Similar to Sacombank’s case, the situation is not better for the case of SCB, although the bank’s bad debt ratio is lower than Sacombank’s, reaching 5.32%. the bank’s receivables and accrued interests are huge.
For SHB, in terms of statistics, year 2019 was a fairly successful year for the bank as its bad debt ratio was lowered from 4.95 percent in the end of 2018 to 3.29%.
However, it should be noted that the bank’s “Other assets” item also suddenly soared from 632 billion dong in the end of 2018 to 4.707 trillion dong at the end of 2019.
In fact, some banks still have bad debt ratio of over three percent. Although some banks have reduced bad debt ratios, their “Receivables from selling contracts with partners” sub-item skyrocketed. This incident took place in 2018, reflecting a risk of an un substantial bad debt decline.
For the cases where the bad debt ratio is higher than three percent, the most notable case is National Citizen Commercial Joint Stock Bank (NCB). After many years of restructuring, the bad debt ratio of the bank remains extremely high (the highest among banks in terms of on-balance sheet and off-balance sheet bad debts at VAMC, excluding zero-dong banks) and has fallen very slowly over the years.
The existence of the outstanding bad debts in the past years shows that the bad debt settlement will be much more difficult, because handling secured assets is already uneasy, not to mention the market situation is currently not positive, because banks have to use a lot of resources to support customers hit by the epidemic as well as the economic recession and will have less resources for the settlement of bad debts.

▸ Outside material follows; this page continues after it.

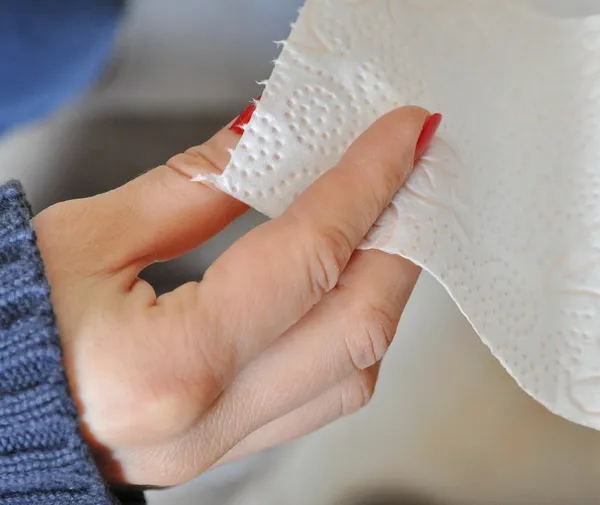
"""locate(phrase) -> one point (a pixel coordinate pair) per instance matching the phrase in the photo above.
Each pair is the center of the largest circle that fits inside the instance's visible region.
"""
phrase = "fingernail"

As forecasted by SSI, the risk of a new bad debt cycle partly comes from the bad debts which have been restructured and revalued.”
In addition to those debts, SSI also emphasized that consumer loans are also a focus in this new bad deb cycle. They are the sub-standard debts, unsecured, and are easy to be affected when economic recession happens, because the income of borrowers will fall, while banks/ finance companies do not own the secured assets.
Another type of unsecured credit which is not through banks and finance companies is peer-to-peer lending (P2P Lending). Although no units have announced the exact number, the scale of this type of lending is said to have reach dozens of trillion dong. Since these type of loans have low standards and are not guaranteed by any intermediate party, there is a possibility that they will become bad debts and it will be very difficult to be controlled at this point of time.
Apart from the outstanding bad debts over the years and the consumer loans, in general, the loans of businesses and individuals are also at the risk of bad debt rise in the context of an economic recession caused by the Covid-19. Although the ratio of bad debt arising is lower, the size of outstanding loans is high, and thus the impact should not be underestimated.
In particular, banks with risky lending structure, unbalanced lending structure, less provisioning resources, etc. will be affected more than other banks.
Although the recession is definitely happening, but no one can be sure of the level or whether it would lead to an economic crisis or not. If the recession level is low, it may only accelerate the bad debt accumulation, the new bad debt cycle will continue in the coming years and not be serious enough to cause a great impact on the economic development and vice versa.